The company said the increase came from services, interest income and over-the-counter activity, while transaction revenue stayed almost flat at $24.1 million.
The results show how Gemini is moving beyond its original crypto exchange model. Exchange revenue fell 27% to $17.2 million as spot trading slowed. Total trading volume dropped to $6.3 billion from $13.5 billion in the same quarter last year.
Credit card revenue leads growth
The largest gain came from Gemini’s credit card business. Credit card revenue rose nearly 300% year over year to $14.7 million. Gemini said the increase came from user growth, with about 13,100 new card sign-ups in Q1 and 123,700 cumulative new cardholders over the past four quarters.
Services revenue and interest income rose 122% to $24.5 million. That segment now accounts for 49% of total revenue, compared with 31% in Q1 2025. The shift shows that credit cards, interest income, custody and advisory services are now a larger part of Gemini’s business mix.
Gemini president Cameron Winklevoss said “the momentum we have built in diversifying our revenue will only accelerate.” The comment came as the company closed a $100 million private placement from Winklevoss Capital, funded in Bitcoin.
Costs remain high despite revenue growth
Gemini’s revenue rose, but costs also increased. Total operating expenses climbed 73% year over year to $144.5 million. The company linked the increase to compensation, marketing and credit card-related costs tied to its wider business expansion.

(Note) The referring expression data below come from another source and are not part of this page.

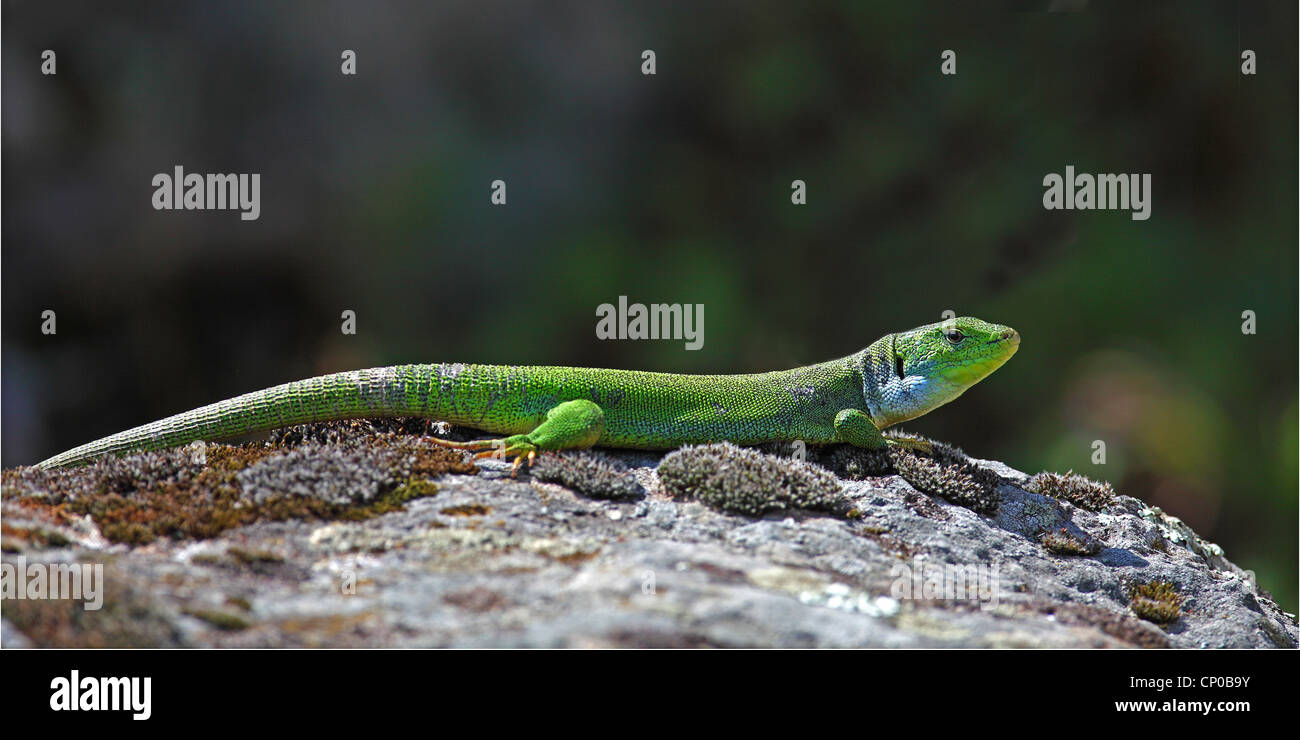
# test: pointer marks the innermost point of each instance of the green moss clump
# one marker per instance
(141, 497)
(745, 481)
(1079, 490)
(1062, 542)
(962, 484)
(590, 474)
(1156, 601)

The company posted a net loss of $109 million, improved from a $149.3 million loss a year earlier. Adjusted EBITDA came in at a loss of $59.9 million, only slightly better than the $61.6 million loss reported in Q1 2025.
Gemini pushes into regulated markets
Gemini also reported progress in regulated market products. Its Olympus unit received a Derivatives Clearing Organization license from the CFTC in April, giving the company in-house clearing infrastructure for futures, options, perpetual contracts and prediction markets.
The license followed a December 2025 Designated Contract Market approval for Gemini Titan. In its latest update, Gemini said its prediction markets product has passed 100 million contracts traded across more than 20,000 traders since launching in December.
Meanwhile, the growth update comes after a difficult period for Gemini’s public-market story. Earlier reporting from crypto.news said shareholders sued Gemini, claiming its IPO filings misled investors about its business strategy and later pivot toward prediction markets.
That case followed layoffs, executive exits and a stock decline after the company’s public listing. Gemini’s Q1 numbers now give investors a clearer picture of the new model: higher revenue from services and credit cards, weaker exchange trading, and continued losses as the company builds a broader financial marketplace.